Sorry, aber damit kann ich jetzt leider auch nicht viel anfangen, da ich Anfänger bin, wir aber in der Schule dieses Projekt machen müssen.


----------



## Hellie (9. Mai 2004)

Tja... wenn ihr das in der Schule programmieren müsst, kennst du ja wohl schon die Grundlagen, die du brauchst. Daher wäre es vielleicht günstig zu wissen für den helfenden (das Forum), wo genau dein Problem liegt.

Hellie


----------



## magzel (9. Mai 2004)

Das Problem ist eigentlich erstmal einen Ansatz für das ganze zu bekommen und wie man das ganze aufstellt. Grundlagen kennen wir natürlich, aber der Lehrer ist wirklich sehr unfähig und keine besondere Hilfe. Man müsste sich erstmal entscheiden aus welchen Elementen man die Spieloberfläche gestalten kann, möglichst einfach natürlich.


----------



## NewPeacemaker (10. Mai 2004)

HI magzel, 

eigentlich ist das ja eine schulaufgabe ! die ist eigentlich dafür gedacht es zulernen,

bin zwar auch VB anfänger (kein schüler viel zu alt) aber wenn man logisch dahinter steigt klappt das schon, 

den aufbau solltest die mit einer grafifik als gerüst machen (mit den vielen kreisen) und spiel steine machst wie es Bambusbieger schon sagte mit shapes, reicht für eine übung, 

tipps zum erstellen hab ich eigentlich keine, 

ausser einen du musst zuerst VB klar machen wie gewonnen werden kann 

sprich bei 9 feldern wäre ein gewinn wenn 3 durchgehend sind (tictactoe)

012
345
678

gewinne wären dann 012,345,678,036,147 usw. 

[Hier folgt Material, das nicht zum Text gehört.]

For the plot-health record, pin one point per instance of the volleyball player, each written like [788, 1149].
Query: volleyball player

eigentlich ist ja Vier Gewinnt fast wie TicTacToe,

so ich hoffe da war eine denkhilfe bei viel spaß noch, 

cya


----------



## Bambusbieger (10. Mai 2004)

Ich hab ma ein Viergewinnt gemacht. meint ihr ich kann es verantworten, dass magzel verlernt logisch zu denken? Andererseits ist das Programm so, dass er es sowieso nicht im Unterricht verwenden kann.


----------



## NewPeacemaker (10. Mai 2004)

hehe @Bambusbieger

entweder bist du sehr gut in VB, oder du hast sehr viel zeit 

warum nicht, wenn ihm VB gefällt muss er es eh lernen, 

du hast mir ja auch geholfen und trotzdem schaue ich mir den code an und veränder ihn zugar was ich eh muss , und um zu verstehen ist es besser wenn man es sieht, und ich bin immer wieder überrascht wie einfach es eigentlich ist,

@magzel wehe du bekommst nen 1zer für 

cya


----------



## magzel (10. Mai 2004)

Ich kann es eh nicht einfach übernehmen, da ich es ja auch verstehen und deuten muss, aber mal so zum ansehen wäre das schon ganz hilfreich.


----------



## Bambusbieger (10. Mai 2004)

ok hier:

@newpeacemaker ich würde sagen beides n bisschen


----------



## NewPeacemaker (10. Mai 2004)

nicht schlecht *G*

aber besser ist den Compi die gegenzüge machen zulassen! aber das ist magzels aufgabe nu, aja @magzel es wäre schön wenn VB bei meiner schulzeit auch in F. unterricht dran gekommen wäre, 

also schätze das, und lerne daraus

ähm @Bambusbieger

wenn ich dich nochmal um hilfe bitte, hilfst du mir *G* wie du siehts ist das vorhaben von mir sicher nicht einfach (für dich nicht) aber ich will es haben 

cya und Danke


----------



## Bambusbieger (11. Mai 2004)

Ich hab mir auch schon überlegt einen Computergegner einzubauen. Das ist allerdings nicht einfach und außerdem hatte magzel gesagt, dass er sowas nicht braucht:


> _Original geschrieben von magzel _
> *Natürlich nicht gegen eine KI *



Helfen tu ich immer gern (solange ichs kann)


----------



## aquasonic (11. Mai 2004)

Schade dass ihr ihm einfach die Lösung gebt. Somit lernt er ja nie VB. Und vorallem hat er bestimmt nicht einfach in der normalen "Grundschule" VB, wenn er VB hat so muss das etwas mit IT zu tun haben. Und wenn er nicht mal VB kann so wird aus ihm nie etwas...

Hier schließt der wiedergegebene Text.